Young Explorers' Trust

green trees under white sky during daytime

It is now a few weeks after returning from my expedition to Borneo, and my god do I wish to be back in Asia. I never thought I would miss the sweaty, sticky air and the (NEVER less than) warm water… but here I am freezing in my bedroom in England.

The trip was four weeks long, and we worked on over five project sites during that time. These ranged from clearing woodland and grass to start building the foundation of a community centre, learning how to make cement and cementing windows for a village chief’s house, or cleaning up nearly every beach we visited or stayed near. All of these activities allowed us to interact and learn from the locals, who were admirable for how determined they were to talk to us in English to ensure we understood the task and could do it well. In return we were given Malay lessons, useful phrases being ‘terimia kasih’ and ‘salamat pagi’, less useful ones being ‘lapangan terbang’ and ‘langsir’. For whatever reason, many people on my team seamed to adopt the habit of saying the less useful phrases more often than the useful ones, which sometimes earned us strange looks from passers-by.

We began our scuba diving qualification in our second week on the Island of Mamutik. We completed the course in three days, giving us limited time to do much other than train. Being asthmatic, the instructors were wonderful at making the discomfort of scuba diving bearable.

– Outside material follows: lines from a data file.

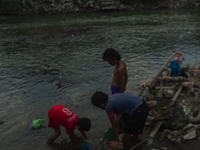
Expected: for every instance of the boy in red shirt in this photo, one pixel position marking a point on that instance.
(59, 115)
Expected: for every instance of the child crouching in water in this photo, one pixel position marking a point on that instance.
(60, 115)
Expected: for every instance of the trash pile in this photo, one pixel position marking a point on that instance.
(173, 97)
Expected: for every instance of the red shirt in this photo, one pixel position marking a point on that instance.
(60, 115)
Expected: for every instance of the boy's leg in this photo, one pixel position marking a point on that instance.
(53, 137)
(126, 140)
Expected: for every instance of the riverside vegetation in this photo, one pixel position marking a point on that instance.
(19, 7)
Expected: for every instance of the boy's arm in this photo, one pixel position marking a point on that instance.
(114, 143)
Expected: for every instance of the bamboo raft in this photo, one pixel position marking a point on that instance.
(175, 107)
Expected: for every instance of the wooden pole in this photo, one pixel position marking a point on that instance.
(161, 70)
(175, 96)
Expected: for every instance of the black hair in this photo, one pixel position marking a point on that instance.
(99, 98)
(84, 124)
(110, 53)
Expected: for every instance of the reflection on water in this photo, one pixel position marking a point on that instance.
(57, 59)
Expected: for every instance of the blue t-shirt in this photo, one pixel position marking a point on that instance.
(121, 103)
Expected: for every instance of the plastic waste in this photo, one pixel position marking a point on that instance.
(36, 124)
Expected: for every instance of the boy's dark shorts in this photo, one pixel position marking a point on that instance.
(134, 124)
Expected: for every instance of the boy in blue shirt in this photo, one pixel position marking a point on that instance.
(132, 109)
(120, 76)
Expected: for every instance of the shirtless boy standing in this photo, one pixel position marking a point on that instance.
(120, 76)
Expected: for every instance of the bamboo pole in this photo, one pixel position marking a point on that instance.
(175, 96)
(161, 70)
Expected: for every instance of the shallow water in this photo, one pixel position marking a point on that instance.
(46, 60)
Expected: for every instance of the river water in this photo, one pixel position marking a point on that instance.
(48, 60)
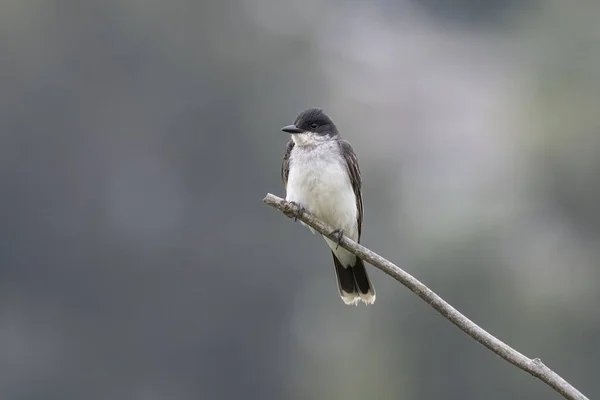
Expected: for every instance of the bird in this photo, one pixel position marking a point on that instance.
(321, 175)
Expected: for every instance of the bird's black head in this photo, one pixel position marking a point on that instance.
(312, 120)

The perseverance everyone showed during the day hours while training paid off every evening when the tourists and visitors would take boats back to the mainland, leaving the instructors and my team the whole island to ourselves.

This trip was a once-in-a-lifetime opportunity, one that has encouraged me to take a gap year and travel before studying at university, something I was adamantly against beforehand. The second half of my team came down to my city last week to see everyone who lives here, and we are already planning for our half to travel to Essex to see them in October. These people are friends that I have made for life, I have seen them at some of their worst points, and they have seen me at some of mine.

This trip wouldn’t have been possible without the grant from the Young Explorers’ Trust. I am ever so grateful for being chosen, and I hope everyone after me has just as incredible as an opportunity to taste a new side of life.